Robin’s answering smile is a gentle, hopeful thing that has her toes curling in her boots again. “I don’t either.”

“Then can we just… move forward?” she sighs, and it’s her turn to lean into him, rest her forehead against his for a minute to try and keep her composure. “That’s all I want to do here— I have to, Robin. I can’t afford not to and…” Regina swallows hard around the sudden lump in her throat, and it’s only her pulling back and forcing herself to meet his eyes that keeps her from reaching down to wrap an arm around her middle. “If you’re in this with me, then so do you, okay? Because I am… scared out of my fucking mind about doing this enough as it is,” she confesses, and it’s a very near thing, she thinks, that her voice doesn’t actually break. “I don’t want to bring a child into this world still holding onto all of that hurt.”
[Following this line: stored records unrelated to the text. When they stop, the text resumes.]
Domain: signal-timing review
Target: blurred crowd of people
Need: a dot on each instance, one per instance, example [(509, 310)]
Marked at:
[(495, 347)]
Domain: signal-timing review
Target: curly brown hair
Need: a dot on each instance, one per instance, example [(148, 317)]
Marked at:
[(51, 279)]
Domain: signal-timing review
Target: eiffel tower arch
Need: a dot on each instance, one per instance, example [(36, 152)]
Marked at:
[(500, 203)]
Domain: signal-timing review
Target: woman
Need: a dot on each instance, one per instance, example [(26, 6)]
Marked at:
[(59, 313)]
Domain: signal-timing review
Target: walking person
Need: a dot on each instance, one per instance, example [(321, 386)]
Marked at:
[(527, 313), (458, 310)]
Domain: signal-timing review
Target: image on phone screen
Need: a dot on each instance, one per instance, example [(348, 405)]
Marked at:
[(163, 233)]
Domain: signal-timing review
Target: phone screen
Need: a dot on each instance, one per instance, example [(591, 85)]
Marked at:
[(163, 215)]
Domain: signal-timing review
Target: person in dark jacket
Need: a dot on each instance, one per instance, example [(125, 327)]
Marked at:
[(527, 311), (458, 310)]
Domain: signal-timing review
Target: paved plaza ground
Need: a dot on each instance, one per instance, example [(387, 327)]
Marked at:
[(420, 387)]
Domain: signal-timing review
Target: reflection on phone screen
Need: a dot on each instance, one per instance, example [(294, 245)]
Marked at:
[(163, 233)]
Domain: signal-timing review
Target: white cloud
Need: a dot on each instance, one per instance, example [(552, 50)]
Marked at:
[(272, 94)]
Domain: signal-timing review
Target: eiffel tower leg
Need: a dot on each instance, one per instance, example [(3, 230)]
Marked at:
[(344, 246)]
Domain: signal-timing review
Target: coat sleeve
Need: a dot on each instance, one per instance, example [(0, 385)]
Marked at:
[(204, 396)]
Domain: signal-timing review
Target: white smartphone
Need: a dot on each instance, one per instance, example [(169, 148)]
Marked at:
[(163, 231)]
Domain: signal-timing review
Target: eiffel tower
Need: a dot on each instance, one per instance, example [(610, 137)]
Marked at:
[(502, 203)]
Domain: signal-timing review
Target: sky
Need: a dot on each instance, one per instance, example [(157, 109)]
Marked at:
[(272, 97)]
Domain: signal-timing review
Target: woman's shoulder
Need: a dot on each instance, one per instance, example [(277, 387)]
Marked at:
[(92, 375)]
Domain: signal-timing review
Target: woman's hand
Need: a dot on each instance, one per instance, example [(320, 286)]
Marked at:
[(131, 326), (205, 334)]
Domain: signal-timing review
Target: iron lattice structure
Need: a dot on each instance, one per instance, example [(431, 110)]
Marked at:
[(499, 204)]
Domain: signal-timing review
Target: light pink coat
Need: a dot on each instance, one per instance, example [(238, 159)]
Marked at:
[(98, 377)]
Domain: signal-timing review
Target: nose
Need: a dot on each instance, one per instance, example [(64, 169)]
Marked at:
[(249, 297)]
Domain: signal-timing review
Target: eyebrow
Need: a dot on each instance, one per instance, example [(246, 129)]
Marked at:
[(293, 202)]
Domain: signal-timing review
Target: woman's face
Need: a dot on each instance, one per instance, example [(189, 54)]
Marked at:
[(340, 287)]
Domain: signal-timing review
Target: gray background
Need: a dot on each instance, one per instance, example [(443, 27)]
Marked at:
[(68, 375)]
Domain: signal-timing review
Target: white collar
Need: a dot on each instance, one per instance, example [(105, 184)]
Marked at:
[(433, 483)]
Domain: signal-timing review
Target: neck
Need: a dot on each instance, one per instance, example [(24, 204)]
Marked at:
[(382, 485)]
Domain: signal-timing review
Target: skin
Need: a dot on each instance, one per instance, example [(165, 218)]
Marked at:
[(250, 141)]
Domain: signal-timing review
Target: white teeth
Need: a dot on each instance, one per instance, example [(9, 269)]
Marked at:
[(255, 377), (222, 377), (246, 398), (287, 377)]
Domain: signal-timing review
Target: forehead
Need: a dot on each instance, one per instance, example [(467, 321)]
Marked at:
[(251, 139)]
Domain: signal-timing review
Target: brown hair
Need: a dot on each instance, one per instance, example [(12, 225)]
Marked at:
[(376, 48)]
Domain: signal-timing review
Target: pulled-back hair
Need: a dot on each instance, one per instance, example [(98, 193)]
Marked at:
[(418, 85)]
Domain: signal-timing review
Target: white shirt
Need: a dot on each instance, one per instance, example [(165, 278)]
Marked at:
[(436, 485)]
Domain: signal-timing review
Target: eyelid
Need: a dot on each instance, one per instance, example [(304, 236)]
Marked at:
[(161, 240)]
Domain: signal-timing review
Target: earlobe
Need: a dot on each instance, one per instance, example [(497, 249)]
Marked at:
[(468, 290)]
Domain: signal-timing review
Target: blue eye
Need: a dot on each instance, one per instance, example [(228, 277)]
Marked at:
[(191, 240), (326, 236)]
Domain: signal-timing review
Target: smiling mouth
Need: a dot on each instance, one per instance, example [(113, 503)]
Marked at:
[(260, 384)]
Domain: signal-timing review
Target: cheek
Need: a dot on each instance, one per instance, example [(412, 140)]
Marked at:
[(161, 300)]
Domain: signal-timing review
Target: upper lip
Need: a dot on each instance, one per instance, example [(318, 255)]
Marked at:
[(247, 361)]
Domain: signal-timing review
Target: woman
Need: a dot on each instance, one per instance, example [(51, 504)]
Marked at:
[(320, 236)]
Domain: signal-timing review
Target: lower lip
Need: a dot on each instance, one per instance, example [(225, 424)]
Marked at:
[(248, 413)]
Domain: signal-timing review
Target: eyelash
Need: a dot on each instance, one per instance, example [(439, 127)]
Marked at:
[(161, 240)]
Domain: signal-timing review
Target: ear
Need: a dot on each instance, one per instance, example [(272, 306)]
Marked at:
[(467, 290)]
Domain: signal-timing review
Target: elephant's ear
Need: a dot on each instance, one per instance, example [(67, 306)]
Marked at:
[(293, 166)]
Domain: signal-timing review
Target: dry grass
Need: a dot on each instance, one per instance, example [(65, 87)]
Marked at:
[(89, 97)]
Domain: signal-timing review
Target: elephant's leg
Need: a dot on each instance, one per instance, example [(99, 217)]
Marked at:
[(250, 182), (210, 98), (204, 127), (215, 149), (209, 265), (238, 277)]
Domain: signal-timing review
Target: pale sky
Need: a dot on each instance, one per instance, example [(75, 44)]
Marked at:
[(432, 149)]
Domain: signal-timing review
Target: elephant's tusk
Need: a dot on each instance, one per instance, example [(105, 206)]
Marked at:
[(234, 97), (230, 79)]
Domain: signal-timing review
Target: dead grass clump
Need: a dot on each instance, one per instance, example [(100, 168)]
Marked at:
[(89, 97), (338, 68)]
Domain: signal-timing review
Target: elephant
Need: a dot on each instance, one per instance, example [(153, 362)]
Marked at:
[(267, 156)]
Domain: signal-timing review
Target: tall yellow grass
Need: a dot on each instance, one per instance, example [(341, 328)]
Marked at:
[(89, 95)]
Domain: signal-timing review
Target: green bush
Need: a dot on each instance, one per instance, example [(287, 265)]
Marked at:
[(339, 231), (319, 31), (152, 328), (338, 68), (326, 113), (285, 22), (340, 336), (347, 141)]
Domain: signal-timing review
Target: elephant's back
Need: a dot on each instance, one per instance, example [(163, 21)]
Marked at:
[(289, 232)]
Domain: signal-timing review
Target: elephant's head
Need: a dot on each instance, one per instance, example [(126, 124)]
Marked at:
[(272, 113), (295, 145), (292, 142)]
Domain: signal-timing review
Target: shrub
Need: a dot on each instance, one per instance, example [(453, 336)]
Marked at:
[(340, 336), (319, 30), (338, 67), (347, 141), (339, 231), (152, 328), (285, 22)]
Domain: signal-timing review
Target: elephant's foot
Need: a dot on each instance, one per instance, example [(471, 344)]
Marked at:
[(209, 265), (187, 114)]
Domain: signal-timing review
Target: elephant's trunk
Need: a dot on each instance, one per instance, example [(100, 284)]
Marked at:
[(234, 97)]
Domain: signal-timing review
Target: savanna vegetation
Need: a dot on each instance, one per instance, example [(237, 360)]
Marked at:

This time he’s the one to look away, gaze drifting down to her belly, but it’s only when his hands follow suit that he finds his voice again. “I’m scared, too,” he says, and under any other circumstances, she thinks, it’d be a little white lie to make her feel better, but there’s something altogether fragile in the way he says it that promises truth. “But I swear to you, Regina, I’m going to do whatever it takes to do right by both of you. I’m not—” His face knits into a frown as he bites back the words, but it’s only for a beat and then he’s looking her in the eyes, almost… _pleading_ with her. “I won’t be my father, not ever again.”

_The harder you try not to be him_ lingers on her tongue but she swallows it down and cups his face again, thumbs finding the divots of his dimples, and in the end all Regina can do is smile. “Don't overthink it.”

He’s… gentler, this time, when he takes the lead from her, but the rough way he tugs her against him again is enough to startle a sharp gasp out of her. His mouth is on hers before she can even _think_ about trying to catch her breath, each kiss open and warm and making her knees buckle, just a little, against the weight of his wanting. It’s enough to having her fingers curling in tandem with her toes as she brings the kiss to a close, presses her lips firm to his and arches into another.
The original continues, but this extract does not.